Se Teilhard de Chardin viene considerato l’anima del concilio, un altro gesuita verrà considerato “la mente del Vaticano II”.
Si tratta di Karl Rahner, un forte sostenitore delle teorie del filosofo Immanuel Kant nemico dei dogmi del cattolicesimo, contestatore della Chiesa e dei suoi dogmi, e chiamato “costruttore della chiesa dell’avvenire”.

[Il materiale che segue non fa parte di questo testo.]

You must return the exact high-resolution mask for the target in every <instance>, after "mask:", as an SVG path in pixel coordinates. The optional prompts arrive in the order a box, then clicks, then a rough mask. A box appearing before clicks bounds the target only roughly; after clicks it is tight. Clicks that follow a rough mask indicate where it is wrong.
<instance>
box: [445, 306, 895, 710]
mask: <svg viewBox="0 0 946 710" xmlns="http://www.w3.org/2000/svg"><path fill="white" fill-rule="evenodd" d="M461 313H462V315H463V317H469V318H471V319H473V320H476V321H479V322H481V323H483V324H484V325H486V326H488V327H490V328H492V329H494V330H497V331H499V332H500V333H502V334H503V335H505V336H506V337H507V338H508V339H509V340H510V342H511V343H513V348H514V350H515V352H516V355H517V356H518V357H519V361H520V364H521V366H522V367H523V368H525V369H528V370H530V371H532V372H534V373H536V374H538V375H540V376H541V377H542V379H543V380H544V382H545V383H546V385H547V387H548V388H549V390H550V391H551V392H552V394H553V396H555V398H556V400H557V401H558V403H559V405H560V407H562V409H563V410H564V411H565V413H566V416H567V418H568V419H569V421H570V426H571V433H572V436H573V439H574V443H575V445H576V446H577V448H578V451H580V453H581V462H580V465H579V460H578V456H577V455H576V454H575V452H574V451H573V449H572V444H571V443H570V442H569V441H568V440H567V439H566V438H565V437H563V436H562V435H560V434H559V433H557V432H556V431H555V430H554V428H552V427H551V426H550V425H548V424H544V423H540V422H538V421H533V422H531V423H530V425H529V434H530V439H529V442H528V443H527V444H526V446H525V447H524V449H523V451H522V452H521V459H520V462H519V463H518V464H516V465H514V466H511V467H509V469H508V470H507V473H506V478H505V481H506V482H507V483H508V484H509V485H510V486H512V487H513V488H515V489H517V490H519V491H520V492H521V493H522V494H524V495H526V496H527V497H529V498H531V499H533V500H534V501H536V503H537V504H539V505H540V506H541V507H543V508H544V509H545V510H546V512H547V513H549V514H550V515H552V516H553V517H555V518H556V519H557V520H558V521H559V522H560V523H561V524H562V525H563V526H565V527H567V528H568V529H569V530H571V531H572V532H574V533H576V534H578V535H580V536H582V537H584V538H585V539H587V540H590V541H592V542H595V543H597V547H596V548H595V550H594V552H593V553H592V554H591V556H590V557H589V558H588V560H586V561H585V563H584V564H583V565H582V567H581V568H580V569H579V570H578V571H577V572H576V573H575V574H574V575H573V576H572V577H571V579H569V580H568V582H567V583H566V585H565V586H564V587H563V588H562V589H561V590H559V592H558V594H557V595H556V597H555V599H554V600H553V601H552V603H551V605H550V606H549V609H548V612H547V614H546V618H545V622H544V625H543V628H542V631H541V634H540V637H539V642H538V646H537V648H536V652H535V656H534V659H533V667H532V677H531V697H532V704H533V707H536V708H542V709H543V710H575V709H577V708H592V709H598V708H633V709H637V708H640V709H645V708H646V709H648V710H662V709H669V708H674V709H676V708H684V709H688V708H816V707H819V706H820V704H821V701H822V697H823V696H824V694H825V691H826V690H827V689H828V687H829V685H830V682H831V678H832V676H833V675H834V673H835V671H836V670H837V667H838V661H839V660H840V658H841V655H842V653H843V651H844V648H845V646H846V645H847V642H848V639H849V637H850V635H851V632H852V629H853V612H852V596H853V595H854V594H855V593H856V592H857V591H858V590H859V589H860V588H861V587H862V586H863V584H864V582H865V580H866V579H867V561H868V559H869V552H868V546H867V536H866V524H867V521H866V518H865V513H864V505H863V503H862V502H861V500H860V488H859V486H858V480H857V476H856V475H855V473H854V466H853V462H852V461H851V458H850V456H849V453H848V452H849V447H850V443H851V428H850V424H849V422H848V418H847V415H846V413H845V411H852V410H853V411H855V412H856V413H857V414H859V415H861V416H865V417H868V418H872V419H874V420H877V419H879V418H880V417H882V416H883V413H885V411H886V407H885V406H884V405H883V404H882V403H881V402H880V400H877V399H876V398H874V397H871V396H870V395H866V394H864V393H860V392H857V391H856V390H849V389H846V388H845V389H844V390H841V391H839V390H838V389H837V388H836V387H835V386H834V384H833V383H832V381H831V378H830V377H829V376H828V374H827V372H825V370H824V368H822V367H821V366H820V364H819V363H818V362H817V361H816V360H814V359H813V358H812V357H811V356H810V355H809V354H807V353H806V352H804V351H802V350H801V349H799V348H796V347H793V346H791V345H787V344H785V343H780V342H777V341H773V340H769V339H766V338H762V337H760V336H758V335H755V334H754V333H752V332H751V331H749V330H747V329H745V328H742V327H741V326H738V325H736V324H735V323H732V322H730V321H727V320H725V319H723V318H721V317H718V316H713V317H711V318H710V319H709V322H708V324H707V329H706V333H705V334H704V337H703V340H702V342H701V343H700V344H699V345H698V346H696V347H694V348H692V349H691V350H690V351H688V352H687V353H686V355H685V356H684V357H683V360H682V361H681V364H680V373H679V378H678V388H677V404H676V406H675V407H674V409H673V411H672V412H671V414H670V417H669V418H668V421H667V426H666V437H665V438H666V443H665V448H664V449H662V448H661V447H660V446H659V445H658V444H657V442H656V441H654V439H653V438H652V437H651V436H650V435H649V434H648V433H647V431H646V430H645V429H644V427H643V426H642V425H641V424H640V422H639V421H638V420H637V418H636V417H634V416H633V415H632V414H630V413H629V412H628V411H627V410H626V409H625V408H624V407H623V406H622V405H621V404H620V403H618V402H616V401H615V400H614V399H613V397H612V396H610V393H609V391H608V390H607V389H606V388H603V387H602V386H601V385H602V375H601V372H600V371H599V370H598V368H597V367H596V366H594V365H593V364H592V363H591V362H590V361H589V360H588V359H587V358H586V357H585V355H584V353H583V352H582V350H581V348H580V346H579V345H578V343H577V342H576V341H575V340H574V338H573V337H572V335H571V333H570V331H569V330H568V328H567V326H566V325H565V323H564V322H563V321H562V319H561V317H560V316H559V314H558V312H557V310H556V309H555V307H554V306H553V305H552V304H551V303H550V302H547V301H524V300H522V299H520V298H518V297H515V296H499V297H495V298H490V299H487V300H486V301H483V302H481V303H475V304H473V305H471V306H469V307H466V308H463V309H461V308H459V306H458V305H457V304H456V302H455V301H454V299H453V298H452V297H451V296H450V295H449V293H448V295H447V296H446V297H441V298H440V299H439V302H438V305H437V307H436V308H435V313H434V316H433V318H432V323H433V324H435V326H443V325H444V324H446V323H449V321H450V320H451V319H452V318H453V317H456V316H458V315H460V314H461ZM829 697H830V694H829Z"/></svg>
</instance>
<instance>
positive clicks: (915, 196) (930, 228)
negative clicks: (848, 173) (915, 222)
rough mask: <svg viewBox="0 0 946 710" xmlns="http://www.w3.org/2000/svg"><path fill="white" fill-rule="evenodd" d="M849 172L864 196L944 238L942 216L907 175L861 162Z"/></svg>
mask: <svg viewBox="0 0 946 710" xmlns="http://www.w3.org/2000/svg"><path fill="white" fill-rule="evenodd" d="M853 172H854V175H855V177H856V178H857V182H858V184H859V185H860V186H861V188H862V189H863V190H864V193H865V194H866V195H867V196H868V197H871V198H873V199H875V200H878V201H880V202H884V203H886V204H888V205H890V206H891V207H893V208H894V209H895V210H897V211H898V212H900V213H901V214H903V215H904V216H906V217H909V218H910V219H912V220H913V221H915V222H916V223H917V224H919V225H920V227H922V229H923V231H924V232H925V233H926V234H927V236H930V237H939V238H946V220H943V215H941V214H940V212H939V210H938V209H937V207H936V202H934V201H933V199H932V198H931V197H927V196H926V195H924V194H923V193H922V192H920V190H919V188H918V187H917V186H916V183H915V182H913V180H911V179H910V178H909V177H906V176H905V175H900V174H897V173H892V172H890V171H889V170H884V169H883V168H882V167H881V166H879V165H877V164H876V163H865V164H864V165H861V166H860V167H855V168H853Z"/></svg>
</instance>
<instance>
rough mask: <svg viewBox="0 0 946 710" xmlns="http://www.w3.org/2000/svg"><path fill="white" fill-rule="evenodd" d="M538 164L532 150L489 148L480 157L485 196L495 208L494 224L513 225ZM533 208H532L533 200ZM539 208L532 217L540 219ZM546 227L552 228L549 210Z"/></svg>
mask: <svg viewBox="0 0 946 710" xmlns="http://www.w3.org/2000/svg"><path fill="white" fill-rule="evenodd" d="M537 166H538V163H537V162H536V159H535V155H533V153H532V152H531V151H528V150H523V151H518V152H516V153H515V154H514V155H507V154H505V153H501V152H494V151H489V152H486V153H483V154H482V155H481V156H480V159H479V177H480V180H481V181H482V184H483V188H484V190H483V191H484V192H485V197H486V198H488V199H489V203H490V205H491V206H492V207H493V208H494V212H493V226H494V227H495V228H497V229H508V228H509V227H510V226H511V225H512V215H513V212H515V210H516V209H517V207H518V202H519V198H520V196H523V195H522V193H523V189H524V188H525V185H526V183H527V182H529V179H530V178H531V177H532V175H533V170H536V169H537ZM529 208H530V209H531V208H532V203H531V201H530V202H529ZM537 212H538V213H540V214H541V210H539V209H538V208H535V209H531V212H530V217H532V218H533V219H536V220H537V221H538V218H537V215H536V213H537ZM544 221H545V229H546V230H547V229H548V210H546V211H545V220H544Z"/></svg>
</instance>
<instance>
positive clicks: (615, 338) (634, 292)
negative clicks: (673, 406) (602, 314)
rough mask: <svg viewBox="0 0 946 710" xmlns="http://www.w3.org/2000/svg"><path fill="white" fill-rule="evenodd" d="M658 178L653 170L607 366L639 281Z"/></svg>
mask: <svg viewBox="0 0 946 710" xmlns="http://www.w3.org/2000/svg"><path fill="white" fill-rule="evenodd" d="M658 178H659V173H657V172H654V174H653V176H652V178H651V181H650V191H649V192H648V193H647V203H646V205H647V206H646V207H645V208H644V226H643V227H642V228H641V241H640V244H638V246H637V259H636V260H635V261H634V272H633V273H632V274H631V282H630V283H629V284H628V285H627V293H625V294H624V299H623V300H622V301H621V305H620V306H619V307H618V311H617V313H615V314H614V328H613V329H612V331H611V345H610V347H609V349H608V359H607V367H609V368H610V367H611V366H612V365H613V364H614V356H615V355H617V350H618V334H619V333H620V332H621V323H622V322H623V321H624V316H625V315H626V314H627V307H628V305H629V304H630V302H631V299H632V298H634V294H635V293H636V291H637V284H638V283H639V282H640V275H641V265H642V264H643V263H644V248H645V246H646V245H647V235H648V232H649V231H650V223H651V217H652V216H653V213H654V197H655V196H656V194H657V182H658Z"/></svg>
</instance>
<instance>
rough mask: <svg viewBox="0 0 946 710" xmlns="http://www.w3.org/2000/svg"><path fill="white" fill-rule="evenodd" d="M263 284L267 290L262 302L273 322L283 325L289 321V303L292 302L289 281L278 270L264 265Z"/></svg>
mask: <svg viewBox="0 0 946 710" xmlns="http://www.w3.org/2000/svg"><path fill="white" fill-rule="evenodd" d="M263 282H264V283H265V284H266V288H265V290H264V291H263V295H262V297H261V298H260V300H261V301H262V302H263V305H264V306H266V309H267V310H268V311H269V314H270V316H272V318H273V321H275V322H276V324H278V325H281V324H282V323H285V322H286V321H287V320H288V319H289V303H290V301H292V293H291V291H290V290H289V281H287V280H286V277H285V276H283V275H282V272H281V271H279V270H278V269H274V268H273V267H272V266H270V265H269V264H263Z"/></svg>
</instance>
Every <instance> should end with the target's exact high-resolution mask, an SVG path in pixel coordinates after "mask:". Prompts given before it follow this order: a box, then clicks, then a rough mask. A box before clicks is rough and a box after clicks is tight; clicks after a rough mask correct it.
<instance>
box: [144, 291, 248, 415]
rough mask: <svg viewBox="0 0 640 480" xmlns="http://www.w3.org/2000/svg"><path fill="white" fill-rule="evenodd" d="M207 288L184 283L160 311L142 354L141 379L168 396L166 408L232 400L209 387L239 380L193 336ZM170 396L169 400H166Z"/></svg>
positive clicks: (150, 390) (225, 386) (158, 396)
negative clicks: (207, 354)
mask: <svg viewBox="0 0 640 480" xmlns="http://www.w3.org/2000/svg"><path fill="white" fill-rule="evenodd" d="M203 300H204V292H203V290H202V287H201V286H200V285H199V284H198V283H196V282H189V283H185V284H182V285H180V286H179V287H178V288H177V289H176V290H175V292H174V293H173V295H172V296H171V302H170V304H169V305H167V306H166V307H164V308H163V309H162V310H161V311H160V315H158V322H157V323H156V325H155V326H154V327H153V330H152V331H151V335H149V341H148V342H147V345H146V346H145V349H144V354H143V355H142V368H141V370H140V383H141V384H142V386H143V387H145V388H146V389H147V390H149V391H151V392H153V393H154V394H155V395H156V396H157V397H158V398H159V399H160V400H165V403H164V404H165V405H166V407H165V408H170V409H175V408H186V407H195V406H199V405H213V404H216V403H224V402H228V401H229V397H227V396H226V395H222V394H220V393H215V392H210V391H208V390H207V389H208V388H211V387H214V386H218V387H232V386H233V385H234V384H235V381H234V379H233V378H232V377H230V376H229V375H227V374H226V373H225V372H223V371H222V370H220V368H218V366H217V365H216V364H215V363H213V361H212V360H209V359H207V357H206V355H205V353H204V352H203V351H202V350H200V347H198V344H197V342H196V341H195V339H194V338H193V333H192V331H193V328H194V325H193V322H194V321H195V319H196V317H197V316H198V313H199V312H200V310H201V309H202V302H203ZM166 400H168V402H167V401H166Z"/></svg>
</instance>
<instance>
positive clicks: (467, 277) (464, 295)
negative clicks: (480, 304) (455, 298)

“La mente” di Rahner fu appoggiata da Achille Lienard, presidente della conferenza episcopale di Francia, nonché massone del 33° grado (come ineccepibilmente documentato dallo scrittore cattolico Tito Casini) diede inizio ad una ribellione contro la Curia Romana, respingendo i nomi a questa proposti. Lienart, fu quel canonico che pronunciò quella famosa frase sul suo letto di morte:
“Umanamente parlando la Chiesa è perduta”.